The overarching goal of our research is to detail how synaptic communication within defined neural circuits relates the control of systemic metabolism. Furthermore, we aim to define how synaptic dysfunction in these circuits contributes to pathological conditions such as obesity or diabetes.To advance our current understanding of synapse physiology and synaptic plasticity in defined neural circuits, we combine various state-of-the-art neuroscience techniques with mouse genetic approaches. This powerful combination provides a direct means to causally relate synaptic communication in defined neural circuits with physiological processes at the cellular, tissue and organismal levels.

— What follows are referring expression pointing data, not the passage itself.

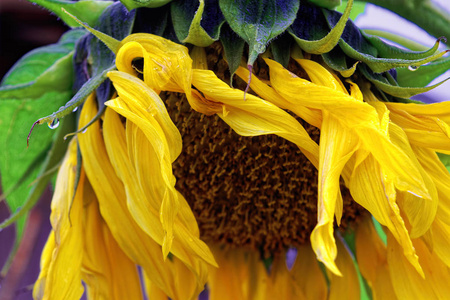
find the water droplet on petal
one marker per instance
(54, 124)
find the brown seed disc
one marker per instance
(252, 192)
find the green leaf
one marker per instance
(197, 22)
(311, 32)
(258, 22)
(40, 74)
(48, 168)
(89, 9)
(233, 47)
(391, 88)
(424, 75)
(132, 4)
(76, 101)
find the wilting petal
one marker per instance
(46, 259)
(337, 145)
(111, 196)
(308, 276)
(410, 285)
(107, 271)
(241, 275)
(420, 212)
(356, 116)
(371, 256)
(143, 188)
(281, 283)
(312, 116)
(441, 178)
(347, 285)
(62, 279)
(426, 125)
(253, 116)
(153, 292)
(367, 188)
(167, 65)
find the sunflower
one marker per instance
(248, 186)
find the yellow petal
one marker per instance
(111, 196)
(146, 177)
(308, 276)
(441, 178)
(321, 76)
(420, 212)
(371, 255)
(410, 285)
(46, 259)
(281, 283)
(253, 116)
(426, 125)
(337, 145)
(368, 189)
(356, 116)
(61, 281)
(153, 292)
(312, 116)
(107, 271)
(347, 285)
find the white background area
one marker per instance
(381, 19)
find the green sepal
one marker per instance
(330, 4)
(358, 9)
(197, 22)
(258, 22)
(89, 9)
(76, 101)
(152, 20)
(132, 4)
(388, 51)
(424, 75)
(310, 29)
(390, 87)
(337, 61)
(233, 47)
(356, 45)
(281, 49)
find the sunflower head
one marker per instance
(241, 145)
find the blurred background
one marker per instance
(25, 26)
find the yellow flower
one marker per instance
(384, 152)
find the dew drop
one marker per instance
(54, 124)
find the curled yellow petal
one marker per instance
(336, 147)
(111, 196)
(107, 271)
(65, 245)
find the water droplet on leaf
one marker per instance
(54, 124)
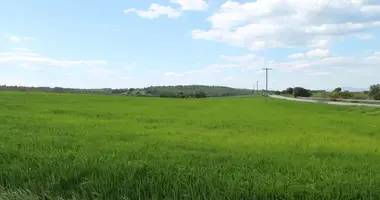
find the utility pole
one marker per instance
(266, 74)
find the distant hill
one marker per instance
(352, 89)
(178, 91)
(184, 91)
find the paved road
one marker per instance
(326, 102)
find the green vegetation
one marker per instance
(375, 91)
(115, 147)
(179, 91)
(336, 95)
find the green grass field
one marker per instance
(61, 146)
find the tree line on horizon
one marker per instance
(203, 91)
(337, 93)
(179, 91)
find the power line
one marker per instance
(257, 86)
(266, 80)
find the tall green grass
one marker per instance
(57, 146)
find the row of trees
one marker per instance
(337, 93)
(179, 91)
(297, 92)
(374, 91)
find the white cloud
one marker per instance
(365, 36)
(296, 55)
(15, 38)
(102, 72)
(318, 53)
(320, 73)
(31, 57)
(22, 49)
(172, 74)
(130, 66)
(191, 4)
(30, 67)
(289, 23)
(155, 11)
(228, 79)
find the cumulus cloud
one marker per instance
(188, 5)
(320, 73)
(365, 36)
(102, 72)
(155, 11)
(316, 53)
(31, 57)
(289, 23)
(14, 38)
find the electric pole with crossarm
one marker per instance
(266, 74)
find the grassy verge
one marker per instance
(114, 147)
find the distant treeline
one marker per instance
(179, 91)
(336, 94)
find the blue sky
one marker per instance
(121, 44)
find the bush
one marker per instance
(301, 92)
(374, 91)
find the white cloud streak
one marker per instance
(289, 23)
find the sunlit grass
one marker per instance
(110, 147)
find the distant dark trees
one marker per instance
(288, 91)
(374, 91)
(338, 89)
(301, 92)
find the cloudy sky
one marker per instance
(319, 44)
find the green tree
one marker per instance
(338, 89)
(374, 91)
(289, 90)
(301, 92)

We are currently addressing the following three key fundamental research questions:

  • Deciphering the synaptic organization of neural gut-to-brain communication
  • Defining the functional significance of synaptic plasticity in feeding circuits
  • Unravelling the regulatory role of neuropeptides in metabolic pathways

To this end, we employ a wide range of diverse, but complementary methodologies, including brain slice electrophysiology, recombinase-expressing mice, AAV viral approaches, optogenetics, chemogenetics, and in vivo imaging techniques. The powerful combination of these approaches allows us to study synaptic communication in defined neural circuits that have a clear metabolic function. Further, these approaches enable us to study how synaptic transmission and synaptic plasticity within neural circuits could become dysregulated and how this relates to pathological conditions such as obesity or diabetes.


Key Publications

  1. Mirabella PN, Fenselau H. (2023) Advanced neurobiological tools to interrogate metabolism. Nat Rev Endocrinol. Nov;19(11):639-654. doi: 10.1038/s41574-023-00885-6. Epub 2023 Sep 6.
  2. Grzelka K, Wilhelms H, Dodt S, Dreisow ML, Madara JC, Walker SJ, Wu C, Wang D, Lowell BB, Fenselau H. (2023) A synaptic amplifier of hunger for regaining body weight in the hypothalamus. Cell Metab. 2023 May 2;35(5):770-785.e5.
  3. Borgmann B, Ciglieri E, Biglari N, Brandt C, Cremer AL, Backes H, Tittgemeyer M, Wunderlich FT, Brüning JC, Fenselau H (2021) Gut-brain communication by distinct sensory neurons differently controls feeding and glucose metabolism. Cell Metab. 2021 Jul 6;33(7):1466-1482.e7.
  4. Reinoß P, Ciglieri E, Minére M, Bremser S, Klein A, Löhr H, Fuller PM, Büschges A, Kloppenburg P, Fenselau H#, Hammerschmidt M# (2020) Hypothalamic Pomc Neurons Innervate the Spinal Cord and Modulate the Excitability of Premotor Circuits. Curr Biol. 2020 Dec 7;30(23):4579-4593.e7. (#joint corresponding authors)
  5. Fenselau H, Campbell JN, Verstegen AM, Madara JC, Xu J, Shah BP, Resch JM, Yang Z, Mandelblat-Cerf Y, Livneh Y and Lowell BB (2017) A rapidly acting glutamatergic ARC→PVH satiety circuit postsynaptically regulated by α-MSH. Nat Neurosci. 2017 Jan;20(1):42-51.